Samuel Di Giovanni, François Fornieri et Luciano D'Onofrio. © BELGA IMAGE/ GETTY IMAGE

Fornieri et Di Giovanni: des « indices sérieux » de délit boursier et de blanchiment

David Leloup
David Leloup Journaliste

Le rapport de la CTIF concernant les transactions suspectes de François Fornieri (Mithra) et Samuel Di Giovanni (Protection Unit) est corsé. La cellule antiblanchiment conclut qu’il existe « des indices sérieux de blanchiment de capitaux provenant d’un délit boursier ».

Arrêtés à leur domicile au petit matin, interrogés toute la journée, puis présentés devant le juge d’instruction financier Frédéric Frenay qui les a inculpés pour délit d’initié: François Fornieri et Samuel Di Giovanni se souviendront longtemps de ce mercredi 28 avril 2021… Délit d’initié? Une infraction financière commise par une personne qui utilise des informations privilégiées qu’elle détient pour faire des opérations boursières profitables. Privé de liberté et mis sur le gril en même temps que Fornieri et Di Giovanni, leur ami et partenaire en affaires Luciano D’Onofrio, ex-homme fort du Standard de Liège et actuel directeur sportif de l’Antwerp FC, n’a pas, lui, été présenté devant le juge Frenay. Les enquêteurs ne disposaient pas de suffisamment de « biscuits » pour l’inculper. Il a donc été relaxé. Mais l’enquête le concernant se poursuit…

Le Vif a pu consulter en exclusivité le rapport d’enquête de la Cellule de traitement des informations financières (CTIF) en cause de François Fornieri et Samuel Di Giovanni. Ce rapport analyse en détail les transactions financières suspectes réalisées par les deux hommes et dénoncées à la CTIF par les banques Belfius et BNB Paribas Fortis, légalement obligées de le faire en vertu de la loi belge antiblanchiment. Transmis le 11 avril 2019 par le président de la CTIF, Philippe de Koster, au procureur du Roi de Bruxelles, Jean-Marc Meilleur, le rapport conclut qu’il existe « des indices sérieux de blanchiment de capitaux provenant d’un délit boursier ». Il sera ensuite transféré, pour des raisons de compétence territoriale, au parquet de Liège qui ouvrira, après examen, une instruction judiciaire à l’automne 2019. C’est dans le cadre de ce dossier 54/19 que Fornieri, Di Giovanni et D’Onofrio ont été arrêtés et cuisinés. Ils restent bien entendu présumés innocents. Pour l’heure, voici les faits matériels à l’origine de leurs nouveaux ennuis judiciaires.

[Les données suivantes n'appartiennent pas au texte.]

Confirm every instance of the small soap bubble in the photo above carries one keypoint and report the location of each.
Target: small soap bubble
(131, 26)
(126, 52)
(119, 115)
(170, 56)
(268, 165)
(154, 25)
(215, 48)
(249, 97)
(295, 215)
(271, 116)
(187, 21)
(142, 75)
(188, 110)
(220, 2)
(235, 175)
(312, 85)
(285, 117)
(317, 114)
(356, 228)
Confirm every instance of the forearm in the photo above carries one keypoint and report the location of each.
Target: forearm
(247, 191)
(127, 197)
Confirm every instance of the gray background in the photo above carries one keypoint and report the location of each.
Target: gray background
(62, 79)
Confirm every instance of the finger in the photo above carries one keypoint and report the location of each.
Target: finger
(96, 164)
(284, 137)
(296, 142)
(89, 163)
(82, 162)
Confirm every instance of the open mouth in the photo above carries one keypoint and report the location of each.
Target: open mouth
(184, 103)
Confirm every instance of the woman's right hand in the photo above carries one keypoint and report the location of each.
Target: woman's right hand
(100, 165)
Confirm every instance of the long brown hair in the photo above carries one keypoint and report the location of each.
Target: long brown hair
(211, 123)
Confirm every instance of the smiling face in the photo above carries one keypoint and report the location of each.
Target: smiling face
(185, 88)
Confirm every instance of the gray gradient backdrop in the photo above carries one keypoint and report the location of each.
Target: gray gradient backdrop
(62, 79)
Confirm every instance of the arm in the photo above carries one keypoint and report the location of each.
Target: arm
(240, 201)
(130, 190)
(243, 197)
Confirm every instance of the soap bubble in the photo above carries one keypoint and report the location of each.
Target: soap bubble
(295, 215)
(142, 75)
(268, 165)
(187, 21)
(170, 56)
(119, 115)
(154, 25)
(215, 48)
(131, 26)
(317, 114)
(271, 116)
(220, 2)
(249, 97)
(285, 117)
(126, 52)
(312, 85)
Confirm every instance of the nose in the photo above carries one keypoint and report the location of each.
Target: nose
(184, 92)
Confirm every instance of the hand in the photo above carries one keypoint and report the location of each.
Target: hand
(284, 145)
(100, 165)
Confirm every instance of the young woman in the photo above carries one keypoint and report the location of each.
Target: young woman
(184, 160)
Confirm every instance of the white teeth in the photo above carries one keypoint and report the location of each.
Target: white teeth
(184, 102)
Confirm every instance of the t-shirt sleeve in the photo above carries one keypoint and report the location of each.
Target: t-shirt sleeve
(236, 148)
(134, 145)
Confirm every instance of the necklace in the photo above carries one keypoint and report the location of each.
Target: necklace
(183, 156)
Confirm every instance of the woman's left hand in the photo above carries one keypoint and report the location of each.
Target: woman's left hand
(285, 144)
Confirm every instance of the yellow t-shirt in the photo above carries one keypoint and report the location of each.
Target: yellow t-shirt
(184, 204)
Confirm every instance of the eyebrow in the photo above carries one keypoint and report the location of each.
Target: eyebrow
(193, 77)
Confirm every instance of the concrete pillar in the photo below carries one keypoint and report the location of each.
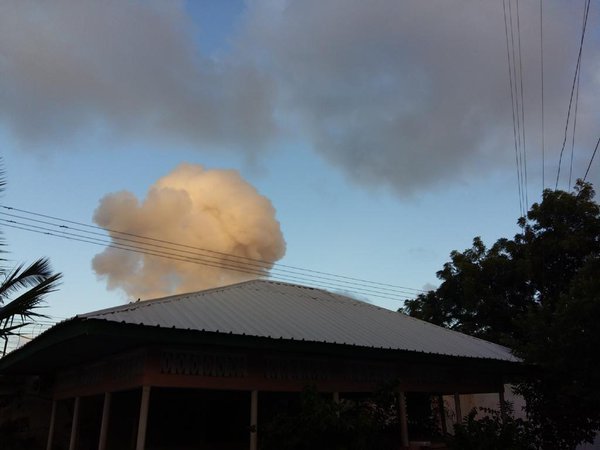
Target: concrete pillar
(51, 429)
(403, 419)
(457, 408)
(104, 423)
(253, 420)
(75, 424)
(442, 415)
(502, 403)
(143, 421)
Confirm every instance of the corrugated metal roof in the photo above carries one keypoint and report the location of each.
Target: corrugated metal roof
(279, 310)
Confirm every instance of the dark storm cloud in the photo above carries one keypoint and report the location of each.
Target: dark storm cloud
(403, 94)
(414, 93)
(123, 67)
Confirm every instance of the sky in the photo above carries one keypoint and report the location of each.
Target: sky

L’achat des titres à bas prix

Lundi 31 décembre 2018, quelques heures avant de fêter le réveillon du Nouvel An, François Fornieri vire 887 234 euros de son compte privé Belfius vers celui de Samuel Di Giovanni chez BNP Paribas Fortis. A peine les fonds arrivés sur son compte, Di Giovanni transfère 535 000 euros vers un autre de ses comptes qu’il vient d’ouvrir, un mois plus tôt, chez Belfius. Le 4 janvier 2019, il répète l’opération, mais cette fois pour un montant de 275 000 euros. Au total, donc, 810 000 euros des 887 234 euros de François Fornieri se retrouvent, en l’espace de quatre jours, sur le nouveau compte Belfius de Di Giovanni. Qui achète illico des titres Mithra: 25 641 actions le 4 janvier au prix de 20,107 euros le titre, et 13 414 actions le 8 janvier à 21,195 euros pièce. Bilan des opérations: 39 055 actions acquises par Di Giovanni en l’espace de huit jours pour un total de 804 147 euros provenant directement de François Fornieri.

L’annonce d’un « blockbuster »

Le lundi 7 janvier 2019, Mithra annonce officiellement le lancement d’un nouveau « blockbuster potentiel »: le PeriNesta. Un « blockbuster » est un médicament générant plus d’un milliard de dollars de chiffre d’affaires annuel. Le PeriNesta est un projet de médicament destiné à soulager les bouffées de chaleur et les sueurs nocturnes que connaissent la majorité des femmes ménopausées à la suite de la chute, dans l’organisme, des deux hormones sexuelles responsables des cycles des règles: l’oestrogène et la progestérone. Ces symptômes apparaissent lors de la périménopause, qui « débute environ trois ans avant la ménopause et prend fin un an après les dernières règles », rappelle le communiqué. « L’entrée de Mithra sur le marché de la périménopause représente une nouvelle opportunité commerciale majeure », enchérit François Fornieri, alors CEO de Mithra (il fera un pas de côté suite à son incarcération préventive, en janvier 2021, dans le cadre de l’affaire Nethys). « Le marché actuel potentiel est estimé à au moins 18 millions de patientes annuellement pour les Etats-Unis et quelques marchés européens (France, Royaume-Uni, Allemagne) », appuie le communiqué. Résultat, les investisseurs salivent. Et l’action s’envole.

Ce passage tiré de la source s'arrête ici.